Bridges, however, had the pinky taped to his ring finger and returned later in the half.
“Man, a lot of grit … I definitely didn’t expect to see him come back but just shows you what he’s made of,” Paul said.
The Warriors’ lead grew from two to nine while Bridges was out, and with good reason.
Stephen Curry suddenly had more room to operate, as Bridges’ absence emphasized even further how truly irreplaceable he is. If he’s not there to defend the primary offensive option, who else does it now? And how about the Suns missing one of their best shooters, cutters and scorers off the bounce too?
The difference between how much the Suns outscore teams when Bridges is on the floor as opposed to off was at 15.0 points per 100 possessions prior to Friday, the highest mark on the team.
Bridges played through it, and while he didn’t have the ball much, he did use the right hand to dribble fairly fine and converted on a three-pointer in the second half that also looked OK.
Phoenix trailed by three at halftime but was going to need someone to get going offensively because the Warriors were hitting too many shots.
Deandre Ayton was a reliable offensive piece all night, even though his finishing and physicality around the rim left something to be desired. He was also the main guy getting to the stripe, recording double-digit free throw attempts (11) for the first time in nearly two years.
No one else, though, could help him. Paul was getting picked up full-court by Golden State’s Andrew Wiggins, an easier move for the Warriors to make after Wiggins defended Booker on Tuesday. That affected Paul’s ability to create real estate on the second game of a back-to-back.
He scored only 12 points on 4-of-8 shooting, and he was tied with Cam Johnson for the Suns’ second-highest scorer.
This was not for a lack of aggression from Phoenix. No one was hesitating and the effort was there through the final tally of 26-for-35 on free throws.
But Paul and Ayton were the only Suns to record more than three field goals.

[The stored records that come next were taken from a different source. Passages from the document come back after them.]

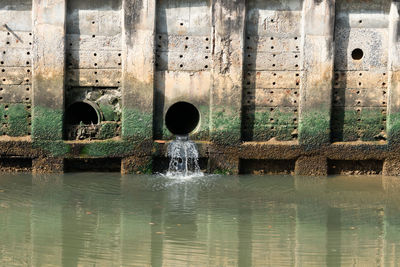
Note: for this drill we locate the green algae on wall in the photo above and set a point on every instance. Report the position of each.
(394, 129)
(262, 124)
(47, 123)
(15, 119)
(314, 128)
(225, 126)
(137, 125)
(367, 124)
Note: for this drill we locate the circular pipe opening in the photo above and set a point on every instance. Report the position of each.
(357, 54)
(82, 112)
(182, 118)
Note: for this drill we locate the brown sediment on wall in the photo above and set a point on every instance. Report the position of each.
(300, 86)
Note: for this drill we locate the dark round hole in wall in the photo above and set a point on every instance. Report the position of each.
(81, 112)
(182, 118)
(357, 54)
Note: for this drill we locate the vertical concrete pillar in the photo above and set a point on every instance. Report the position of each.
(138, 80)
(48, 69)
(48, 82)
(391, 165)
(317, 74)
(138, 70)
(226, 93)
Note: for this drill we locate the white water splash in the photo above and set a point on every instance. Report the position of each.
(184, 159)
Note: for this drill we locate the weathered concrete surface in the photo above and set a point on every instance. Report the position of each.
(297, 84)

Reserve point guard Cam Payne shot 3-of-17, not letting the off night get to him as he continued to stay downhill. But like everyone else, he just couldn’t get a rhythm.
A 16-8 start to the third quarter by Golden State cushioned its lead to 11 and the closest the Suns would get for the rest of the quarter was seven. The Warriors persisted in the final frame, knocking down more 3s, getting the advantage up to 15 points with eight minutes to go.

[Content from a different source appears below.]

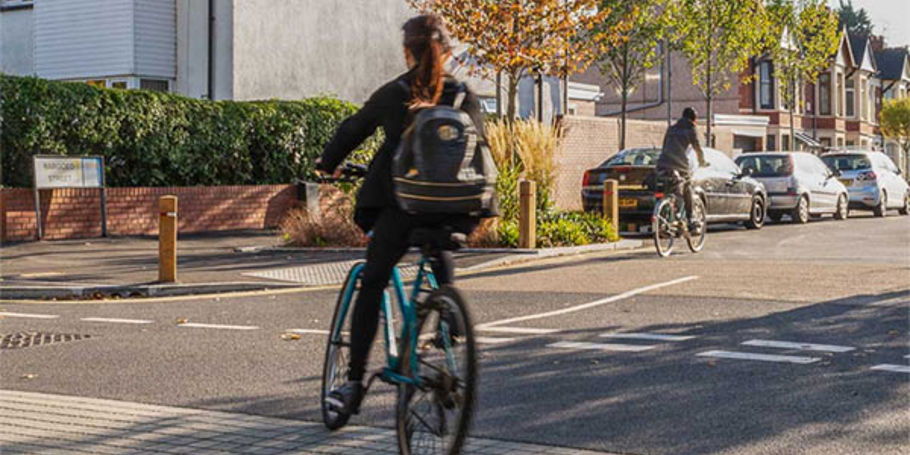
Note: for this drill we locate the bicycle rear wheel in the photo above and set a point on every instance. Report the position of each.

That’s when the Suns’ legs on a short rotation after playing the night prior in Phoenix showed even more. A few lapses later and a 7-2 Warriors run made it a done deal of a 20-point edge.
Curry and Draymond Green were much better compared to Tuesday.
Curry didn’t set everything ablaze but contributed 23 points while it was back to a more typical Green outing of his presence being felt just about everywhere. He had nine points, rebounds and assists, six steals and three blocks. That’s only the seventh time in NBA history someone has reached at least that in a game, per Stathead.
Wiggins added 19 points for Golden State, which sounds about right, but 19 for Gary Payton II does not. He knocked down a trio of 3s and Juan Toscano-Anderson was not that far behind Payton with 17 of his own points.
That was the extra push in depth stepping up that the Suns did not have.
The Suns have a long way to go in this regular season despite the sense of finality that the end of a winning streak brings. Williams brought up how it has still only been 23 games and Paul laughed when trying to answer a question on what he will remember most from the run.
“I don’t even know, man,” he said. “I’m about to go home and see my wife and kids. That’s all I’m thinking about right now. I’m about to get out of here. I don’t know. I don’t remember too much. I don’t even remember when it started. I know this game over and I’m about to go home.”
They all have said they recognize the moment and how cool it is to experience this many consecutive victories but it was far from entering their minds as anything of real focus beyond that.
“The winning streak was a lot of fun,” Paul said. “Been a long time since we’ve felt a loss, but hell, let’s start a new one.”